これが芸術といえるかどうかは評価が分かれるところだと思いますが、芸術表現として憲法により保障されるのではないか、という問題を考えてみます。

他人の権利を侵害する場合には必要最小限の範囲で制約できる

憲法は21条で「表現の自由」を保障しています。ここでいう「表現」は、すべての表現媒体に及び、絵画や写真、芝居などの芸術行為も含みます。また、保護の程度に差を設ける見解が有力ですが、広告のような「営利的表現」であっても、表現の自由の保障が及ぶとすることが一般です。

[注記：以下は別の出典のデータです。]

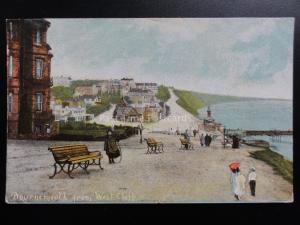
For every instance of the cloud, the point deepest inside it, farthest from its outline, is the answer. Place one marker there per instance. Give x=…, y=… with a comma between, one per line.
x=246, y=57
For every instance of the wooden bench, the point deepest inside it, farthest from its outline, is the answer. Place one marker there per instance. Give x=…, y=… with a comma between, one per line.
x=74, y=156
x=154, y=146
x=185, y=142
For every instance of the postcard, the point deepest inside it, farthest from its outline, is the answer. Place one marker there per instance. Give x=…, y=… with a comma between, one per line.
x=149, y=110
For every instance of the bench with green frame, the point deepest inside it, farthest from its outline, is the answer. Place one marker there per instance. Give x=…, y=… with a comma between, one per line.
x=185, y=142
x=154, y=146
x=74, y=156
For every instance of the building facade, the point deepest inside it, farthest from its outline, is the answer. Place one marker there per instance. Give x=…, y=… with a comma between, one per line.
x=62, y=81
x=71, y=114
x=148, y=86
x=28, y=78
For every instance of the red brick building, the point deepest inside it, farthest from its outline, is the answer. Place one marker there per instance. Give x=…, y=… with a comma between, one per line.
x=28, y=78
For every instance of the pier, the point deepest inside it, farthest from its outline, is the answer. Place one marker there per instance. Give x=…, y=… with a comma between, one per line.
x=275, y=135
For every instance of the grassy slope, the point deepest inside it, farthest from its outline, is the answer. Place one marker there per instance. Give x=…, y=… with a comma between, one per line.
x=278, y=162
x=188, y=101
x=163, y=93
x=193, y=101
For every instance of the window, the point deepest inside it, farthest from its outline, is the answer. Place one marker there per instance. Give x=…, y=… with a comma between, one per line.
x=38, y=37
x=10, y=66
x=10, y=102
x=39, y=102
x=10, y=30
x=39, y=68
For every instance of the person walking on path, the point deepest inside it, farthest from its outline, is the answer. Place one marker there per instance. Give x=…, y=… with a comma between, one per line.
x=209, y=140
x=186, y=135
x=206, y=140
x=237, y=183
x=233, y=182
x=194, y=132
x=252, y=180
x=240, y=184
x=110, y=147
x=202, y=140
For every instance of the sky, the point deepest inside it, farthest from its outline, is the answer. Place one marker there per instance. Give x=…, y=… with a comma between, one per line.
x=233, y=56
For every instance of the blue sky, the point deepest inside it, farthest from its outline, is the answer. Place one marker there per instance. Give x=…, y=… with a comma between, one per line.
x=233, y=56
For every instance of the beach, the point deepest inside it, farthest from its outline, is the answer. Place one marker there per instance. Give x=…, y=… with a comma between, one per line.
x=200, y=175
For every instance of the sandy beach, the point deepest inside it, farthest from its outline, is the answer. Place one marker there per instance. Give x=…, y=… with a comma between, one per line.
x=199, y=175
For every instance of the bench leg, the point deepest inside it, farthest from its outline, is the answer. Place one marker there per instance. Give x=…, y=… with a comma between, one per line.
x=55, y=170
x=70, y=170
x=85, y=166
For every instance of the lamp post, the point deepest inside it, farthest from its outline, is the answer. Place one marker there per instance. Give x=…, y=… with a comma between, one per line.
x=224, y=143
x=141, y=132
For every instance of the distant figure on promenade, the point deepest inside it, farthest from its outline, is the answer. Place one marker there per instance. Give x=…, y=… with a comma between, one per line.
x=206, y=140
x=202, y=140
x=111, y=147
x=237, y=183
x=209, y=140
x=252, y=180
x=235, y=141
x=194, y=132
x=186, y=135
x=233, y=182
x=240, y=184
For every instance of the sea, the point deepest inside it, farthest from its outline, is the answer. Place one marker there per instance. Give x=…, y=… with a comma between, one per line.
x=258, y=115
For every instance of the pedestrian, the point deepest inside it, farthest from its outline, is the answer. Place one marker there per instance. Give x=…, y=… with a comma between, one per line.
x=240, y=190
x=186, y=135
x=202, y=140
x=206, y=140
x=209, y=140
x=235, y=142
x=252, y=181
x=233, y=182
x=194, y=132
x=111, y=147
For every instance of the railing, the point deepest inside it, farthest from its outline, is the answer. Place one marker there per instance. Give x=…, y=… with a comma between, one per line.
x=41, y=81
x=45, y=115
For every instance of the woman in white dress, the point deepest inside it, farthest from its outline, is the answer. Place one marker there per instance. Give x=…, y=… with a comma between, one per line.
x=237, y=183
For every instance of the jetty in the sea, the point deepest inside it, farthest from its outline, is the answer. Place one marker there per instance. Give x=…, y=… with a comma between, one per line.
x=268, y=132
x=275, y=135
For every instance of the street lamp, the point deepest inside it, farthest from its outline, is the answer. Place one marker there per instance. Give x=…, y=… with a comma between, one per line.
x=141, y=132
x=224, y=142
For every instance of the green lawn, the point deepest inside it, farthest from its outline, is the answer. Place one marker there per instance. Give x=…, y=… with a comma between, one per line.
x=188, y=101
x=280, y=165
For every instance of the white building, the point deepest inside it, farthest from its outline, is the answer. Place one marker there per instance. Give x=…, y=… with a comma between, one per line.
x=88, y=100
x=126, y=85
x=148, y=86
x=68, y=114
x=62, y=81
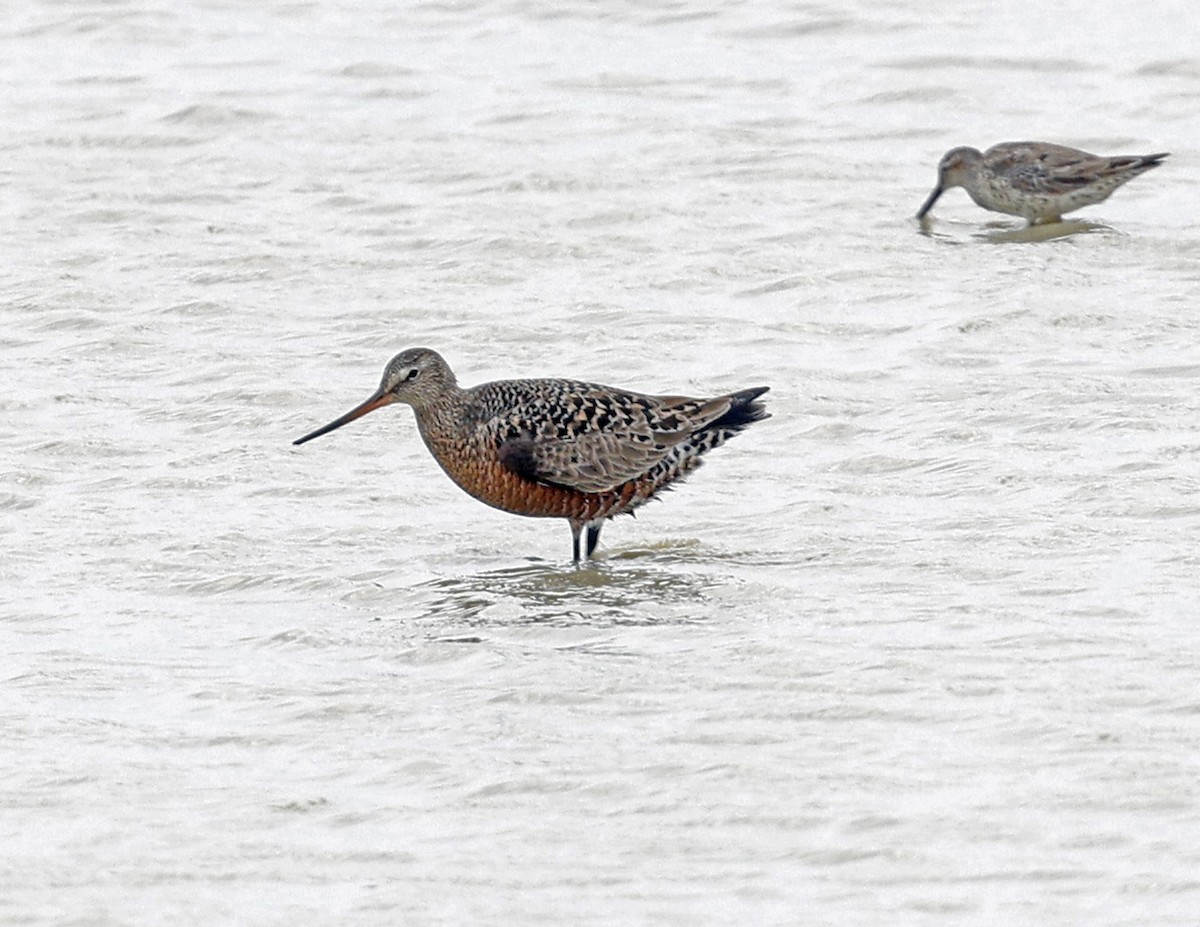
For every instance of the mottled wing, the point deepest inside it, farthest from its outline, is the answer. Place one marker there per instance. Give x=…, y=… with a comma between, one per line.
x=1047, y=169
x=593, y=438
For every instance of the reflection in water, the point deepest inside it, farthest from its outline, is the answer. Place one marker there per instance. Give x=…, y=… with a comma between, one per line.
x=600, y=593
x=1044, y=232
x=1005, y=232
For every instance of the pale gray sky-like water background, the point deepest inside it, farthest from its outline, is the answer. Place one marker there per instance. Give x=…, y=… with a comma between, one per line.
x=919, y=650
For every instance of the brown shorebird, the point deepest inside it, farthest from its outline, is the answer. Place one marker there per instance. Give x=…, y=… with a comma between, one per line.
x=556, y=448
x=1036, y=180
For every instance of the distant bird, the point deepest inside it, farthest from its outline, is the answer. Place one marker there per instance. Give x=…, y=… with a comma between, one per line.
x=1036, y=180
x=557, y=448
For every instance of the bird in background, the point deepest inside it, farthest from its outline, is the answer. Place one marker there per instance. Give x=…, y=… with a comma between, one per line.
x=557, y=448
x=1036, y=180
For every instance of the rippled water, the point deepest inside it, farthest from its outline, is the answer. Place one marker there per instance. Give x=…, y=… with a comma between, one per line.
x=921, y=649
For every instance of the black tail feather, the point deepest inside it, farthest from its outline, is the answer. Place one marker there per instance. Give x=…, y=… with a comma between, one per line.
x=743, y=411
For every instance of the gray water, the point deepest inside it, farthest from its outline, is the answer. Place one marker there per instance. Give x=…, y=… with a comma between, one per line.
x=918, y=650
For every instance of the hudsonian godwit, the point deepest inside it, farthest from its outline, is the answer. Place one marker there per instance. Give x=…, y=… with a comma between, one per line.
x=557, y=448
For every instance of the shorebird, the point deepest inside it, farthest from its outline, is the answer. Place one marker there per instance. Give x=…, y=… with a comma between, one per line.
x=1036, y=180
x=556, y=448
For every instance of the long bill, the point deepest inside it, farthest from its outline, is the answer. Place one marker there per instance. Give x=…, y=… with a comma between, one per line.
x=378, y=400
x=929, y=203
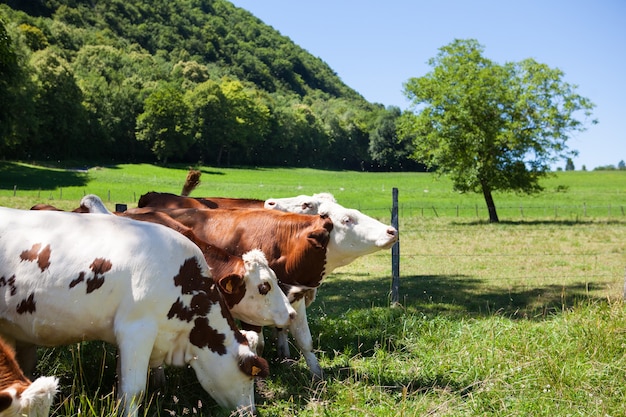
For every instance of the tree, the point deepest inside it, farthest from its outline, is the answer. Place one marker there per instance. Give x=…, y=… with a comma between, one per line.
x=491, y=127
x=386, y=147
x=164, y=124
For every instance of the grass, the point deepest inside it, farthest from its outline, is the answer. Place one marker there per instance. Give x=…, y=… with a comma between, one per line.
x=525, y=317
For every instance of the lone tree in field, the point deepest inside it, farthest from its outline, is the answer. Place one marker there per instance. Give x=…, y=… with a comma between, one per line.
x=491, y=127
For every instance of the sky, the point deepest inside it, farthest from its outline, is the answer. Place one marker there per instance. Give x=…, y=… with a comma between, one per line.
x=376, y=46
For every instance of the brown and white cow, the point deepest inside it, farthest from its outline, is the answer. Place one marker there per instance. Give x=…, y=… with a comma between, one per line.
x=19, y=397
x=67, y=278
x=173, y=201
x=303, y=204
x=295, y=246
x=249, y=286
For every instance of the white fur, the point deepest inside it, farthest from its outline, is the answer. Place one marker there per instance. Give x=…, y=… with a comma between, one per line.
x=47, y=252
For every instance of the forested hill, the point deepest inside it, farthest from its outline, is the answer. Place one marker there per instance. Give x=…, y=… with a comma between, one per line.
x=177, y=80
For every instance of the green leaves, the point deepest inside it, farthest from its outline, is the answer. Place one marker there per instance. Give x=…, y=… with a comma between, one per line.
x=491, y=127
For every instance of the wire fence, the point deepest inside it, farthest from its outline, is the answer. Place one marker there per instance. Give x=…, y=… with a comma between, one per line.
x=567, y=212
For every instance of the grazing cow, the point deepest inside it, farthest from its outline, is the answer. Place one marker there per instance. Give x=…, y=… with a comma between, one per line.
x=173, y=201
x=249, y=286
x=304, y=204
x=19, y=397
x=294, y=246
x=67, y=278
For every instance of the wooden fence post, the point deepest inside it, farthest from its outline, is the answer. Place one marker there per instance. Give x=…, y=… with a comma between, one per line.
x=395, y=253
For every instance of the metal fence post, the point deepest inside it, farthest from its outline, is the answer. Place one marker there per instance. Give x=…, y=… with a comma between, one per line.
x=395, y=252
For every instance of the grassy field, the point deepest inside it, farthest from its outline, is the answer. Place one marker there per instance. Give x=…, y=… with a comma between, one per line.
x=525, y=317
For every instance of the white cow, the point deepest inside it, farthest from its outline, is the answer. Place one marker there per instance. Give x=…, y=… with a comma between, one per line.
x=354, y=235
x=303, y=204
x=67, y=278
x=19, y=397
x=249, y=286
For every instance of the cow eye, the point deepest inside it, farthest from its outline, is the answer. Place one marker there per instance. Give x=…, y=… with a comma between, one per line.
x=264, y=288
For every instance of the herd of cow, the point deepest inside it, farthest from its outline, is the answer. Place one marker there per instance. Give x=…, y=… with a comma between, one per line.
x=169, y=295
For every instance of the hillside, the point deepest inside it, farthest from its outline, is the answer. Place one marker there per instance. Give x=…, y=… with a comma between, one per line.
x=184, y=80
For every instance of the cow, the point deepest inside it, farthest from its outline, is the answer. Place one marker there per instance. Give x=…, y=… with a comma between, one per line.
x=305, y=204
x=67, y=278
x=19, y=397
x=301, y=249
x=249, y=286
x=173, y=201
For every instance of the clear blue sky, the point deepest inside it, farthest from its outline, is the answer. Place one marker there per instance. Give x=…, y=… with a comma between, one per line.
x=376, y=46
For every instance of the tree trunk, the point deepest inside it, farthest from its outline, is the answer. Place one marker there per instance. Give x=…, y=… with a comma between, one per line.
x=491, y=206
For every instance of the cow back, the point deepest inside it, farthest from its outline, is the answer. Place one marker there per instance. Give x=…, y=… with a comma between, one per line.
x=294, y=244
x=173, y=201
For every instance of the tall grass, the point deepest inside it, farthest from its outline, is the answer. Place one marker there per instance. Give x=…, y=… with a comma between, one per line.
x=525, y=317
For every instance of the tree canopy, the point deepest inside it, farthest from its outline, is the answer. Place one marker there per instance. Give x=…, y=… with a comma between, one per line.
x=491, y=127
x=89, y=79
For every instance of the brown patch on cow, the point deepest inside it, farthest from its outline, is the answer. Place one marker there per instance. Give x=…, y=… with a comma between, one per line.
x=254, y=366
x=200, y=306
x=206, y=296
x=44, y=258
x=10, y=282
x=99, y=267
x=191, y=280
x=75, y=282
x=35, y=253
x=203, y=335
x=10, y=373
x=180, y=311
x=27, y=305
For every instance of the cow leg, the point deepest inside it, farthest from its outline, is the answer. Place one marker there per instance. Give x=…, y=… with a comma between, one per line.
x=26, y=356
x=157, y=378
x=302, y=334
x=135, y=342
x=282, y=342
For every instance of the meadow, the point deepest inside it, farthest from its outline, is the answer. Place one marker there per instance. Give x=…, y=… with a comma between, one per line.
x=524, y=317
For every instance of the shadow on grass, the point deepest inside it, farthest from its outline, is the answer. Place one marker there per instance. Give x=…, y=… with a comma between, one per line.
x=23, y=177
x=459, y=294
x=542, y=222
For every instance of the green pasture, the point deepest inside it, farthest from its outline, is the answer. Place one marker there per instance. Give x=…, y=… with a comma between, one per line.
x=567, y=196
x=521, y=318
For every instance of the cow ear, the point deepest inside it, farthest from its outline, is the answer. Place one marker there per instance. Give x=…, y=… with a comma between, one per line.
x=254, y=366
x=230, y=283
x=319, y=238
x=5, y=400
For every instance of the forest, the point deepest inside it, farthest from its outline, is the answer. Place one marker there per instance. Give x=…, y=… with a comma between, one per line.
x=178, y=81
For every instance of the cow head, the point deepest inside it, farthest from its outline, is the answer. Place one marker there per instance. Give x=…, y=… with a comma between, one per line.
x=302, y=204
x=354, y=234
x=261, y=301
x=230, y=378
x=33, y=400
x=91, y=203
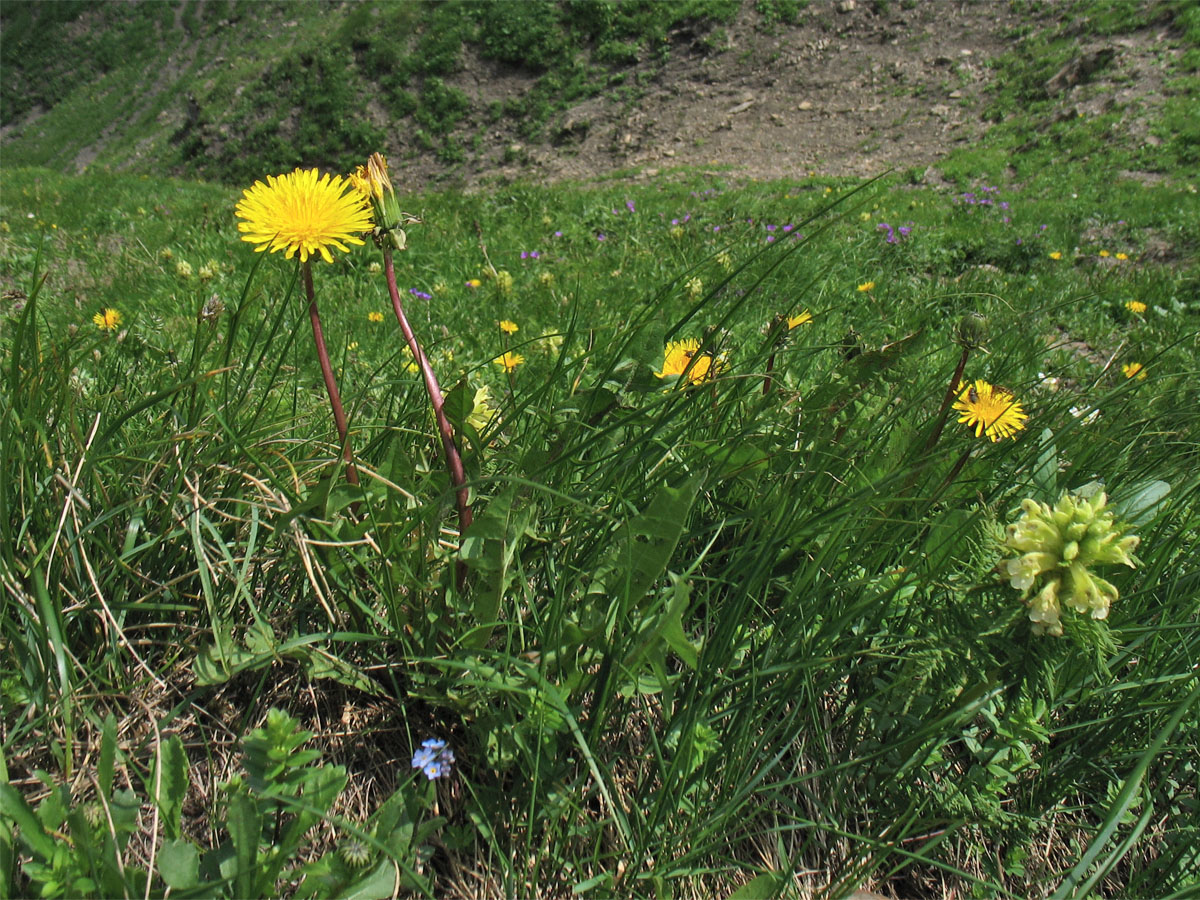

それでは、表現行為を刑罰をもって禁止することは許されるのでしょうか。これは、名誉毀損や業務妨害罪を見るまでもなく、実際に一定の表現に対する刑罰が設けられていることからも明らかな通り、許されます。

では、なぜ憲法が保障する「表現の自由」を制限できるのでしょうか。一般的な見解では「表現行為といえども無限定ではなく、他人の権利(人権)を侵害する場合には必要最小限の範囲において制約できる」とされています。この「必要最小限」かどうかについてですが、「問題となる表現の性質」と「制約の方法」から判断することが一般的です。具体的には、経済活動としての側面を持つ「営利的表現」は、そうでない表現に比較して制約に馴染みやすく、また。他人の権利を侵害する危険も高い(虚偽広告など)ため、比較的、規制を受けやすいとされます。

表現内容以外の規制では刑罰を受けることもやむを得ない

また、表現の時・場所・方法といった内容以外を規制する場合と、表現行為の内容そのものを規制する場合とでは、前者の方がより表現行為に与える影響が小さいため、比較的、規制に馴染みやすいといわれます。さらに、表現そのものを禁止する(典型的なものとして憲法が明文で禁じる「検閲」があります)ことは極めて慎重に判断されなければなりません。

これに照らすと、今回の「標識にステッカーを貼った」ことは、アートとしての表現行為であったとしても、交通の危険を生じさせる可能性があるものであり、他の市民の権利(安全)を害するものです。また、「実際の道路標識を改ざん」しなければ、このようなアートを発表することは禁じられませんので、表現の内容以外の規制であって、刑罰によって規制を受けることもやむを得ないということになるでしょう。

憲法は、互いが互いの権利を守る、ということを求めている

最近、表現の自由については、一部のデモのように「表現行為なので何を言っても良い」という風潮もあるような印象を受けます。しかし、たとえ権利として保障されるものであっても、それにより他人の権利を侵害して良い、ということにはなりません。憲法は「公共の福祉」という権利と権利の調整概念を設けており、互いが互いの権利を守る、ということを求めているのです。

一方、逆に行きすぎた表現行為は保障すべきでないという意見もありますが、これもやはり問題です。何が保障され、何が保障されないかを区別していくと、結局は保障されないものが増えていってしまいます。あらゆる表現は等しく保障されるが、行き過ぎがあったら制限される、という憲法の枠組みこそ、すべての権利を保障するための最善のメカニズムなのではないでしょうか。